Antahafisaka is the Malagasy name for a creature new to the Prospect Park Zoo. For those not fluent in African languages, they are commonly known as Henkel’s leaf-tailed geckos.
A trio of these fascinating reptiles can be found inhabiting a space in the Animals in Art area of the zoo. Often found clinging to the exhibit window, visitors can get a close-up view of their unique toe pads, which enable them to maneuver on smooth vertical surfaces.
Their toes have ridges covered with millions of tiny hairs called setae and provide the means for geckos to scale a wall or even walk across a ceiling. Of course, in the wild, this adaptation allows geckos to easily climb trees and branches in their environment.
These adhesive hairs are so powerful that a gecko can support its own weight with a single digit.
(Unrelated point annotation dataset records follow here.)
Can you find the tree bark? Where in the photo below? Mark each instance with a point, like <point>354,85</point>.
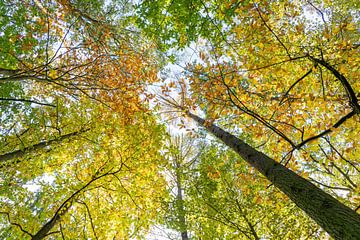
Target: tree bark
<point>335,218</point>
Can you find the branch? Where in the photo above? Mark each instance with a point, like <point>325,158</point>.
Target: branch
<point>277,38</point>
<point>65,206</point>
<point>344,82</point>
<point>293,85</point>
<point>27,100</point>
<point>336,125</point>
<point>33,148</point>
<point>16,224</point>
When they decide to move, their backward-bending toes help create an angle for the setae to naturally peel away from the surface, and then stick again.
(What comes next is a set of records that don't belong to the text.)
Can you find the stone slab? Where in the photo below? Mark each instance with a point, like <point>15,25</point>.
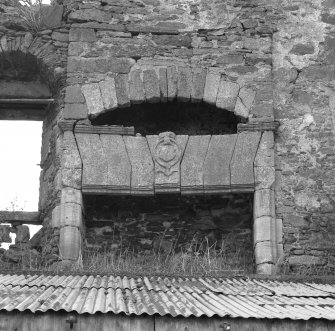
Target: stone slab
<point>142,166</point>
<point>75,111</point>
<point>93,99</point>
<point>95,167</point>
<point>192,166</point>
<point>167,150</point>
<point>211,88</point>
<point>119,168</point>
<point>242,162</point>
<point>172,80</point>
<point>151,86</point>
<point>136,87</point>
<point>217,163</point>
<point>184,84</point>
<point>122,90</point>
<point>227,95</point>
<point>108,93</point>
<point>198,84</point>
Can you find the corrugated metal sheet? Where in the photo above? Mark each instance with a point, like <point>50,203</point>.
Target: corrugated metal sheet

Native to the Madagascar island of Nosy Be, these brown and cream speckled lizards have long, wide, flat tails that are nearly as long as their body. The large, gold-colored eyes have no eyelids, but are covered with a clear membrane that the animals will lick to keep clean.
Their shape and color enable them to easily camouflage themselves on tree branches. In fact, visitors sometimes don’t realize that the lump on an exhibit branch is actually a gecko—the trick is to look for the eyes.
Like many Madagascar species, the leaf-tailed gecko is threatened by severe habitat destruction. For years, the Wildlife Conservation Society has worked in Madagascar to protect its precious natural resources.
A community-managed forest zone of nearly 700,000 acres was created in collaboration with local residents. This green belt, Makira-Masoala, buffers the protected forest area and serves as a model for sustainable resource use and conservation.